Using dask on casper with geocat · dask

Stream: dask

Topic: Using dask on casper with geocat

Brian Medeiros (Oct 04 2021 at 16:49):

I'd like to use geocat's interp_hybrid_to_pressure function on a large series of simulations, but it seems very slow. I noticed that its output is a dask object, so I figured this was a good opportunity to try to learn how to use dask better on casper. Unfortunately, my attempt has totally failed. Using a single dataarray, the function no longer even completes the interpolation step (takes about a minute without setting up the dask cluster). I tried to follow the example of setting up dask from https://ncar.github.io/esds/posts/2021/casper_pbs_dask/ and I upped the resources to be 6 cores, 128GB memory, and 12 processes. Here's how I tried to set up the cluster:

# Import dask
import dask

# Use dask jobqueue
from dask_jobqueue import PBSCluster

# Import a client
from dask.distributed import Client

# Setup your PBSCluster
cluster = PBSCluster(
    cores=6, # The number of cores you want
    memory='128GB', # Amount of memory
    processes=12, # How many processes
    queue='casper', # The type of queue to utilize (/glade/u/apps/dav/opt/usr/bin/execcasper)
    local_directory='$TMPDIR', # Use your local directory
    resource_spec='select=1:ncpus=6:mem=128GB', # Specify resources
    project='P03010039', # Input your project ID here
    walltime='02:00:00', # Amount of wall time
    interface='ib0', # Interface to use
)


client = Client(cluster)
# Setup your PBSCluster - make sure that it uses the casper queue
cluster = PBSCluster(queue='casper')

My script is here: /glade/u/home/brianpm/example_dask_geocat.py.
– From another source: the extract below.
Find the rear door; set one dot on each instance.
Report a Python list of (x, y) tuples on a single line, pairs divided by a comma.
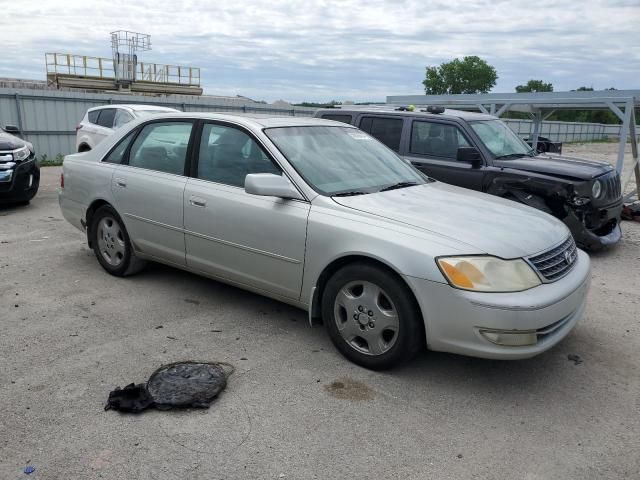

Anyone have an idea where I've gone off the rails here?

Isla Simpson (Oct 04 2021 at 17:10):

Hi Brian, I'm not sure I can be helpful in seeing what's going on but I have been using the interp_hybrid_to_pressure with some success. I was trying to do things quickly and rather than using geocat I just pasted the function into my notebooks. An examples is here...
/glade/u/home/islas/scripts/setupSNAP/postprocess/6hrZ/postprocessdata_6hrZ_3D.ipynb. It does seem slow to be compared to NCL, but it does actually complete and is not terribly slow. Glad to hear if there are more efficient ways or if there's something that I have set here that makes a difference.

Matt Long (Oct 04 2021 at 17:13):

cc @geocat

Brian Medeiros (Oct 04 2021 at 17:21):

Thanks, @Isla Simpson . Yeah, the function itself works okay. My backup plan is to use the version of the function that I had passed on to the geocat folks and wrap it using Numba, which makes it much faster by compiling the function. I'm hoping that I can someday figure out how to get dask to speed up code (so far my experience seems to go in the opposite direction).

Orhan Eroglu (Oct 04 2021 at 17:22):

@Brian Medeiros @Isla Simpson these are great cases for us to test interp_hybrid_to_pressure with real data sets. I will try to work on both of your cases with @Anissa Zacharias, who did a lot of Dask investigations recently, once both of us have some time. That way we can see if there are bottlenecks with our function flow and/or Dask use. Will keep you all updated.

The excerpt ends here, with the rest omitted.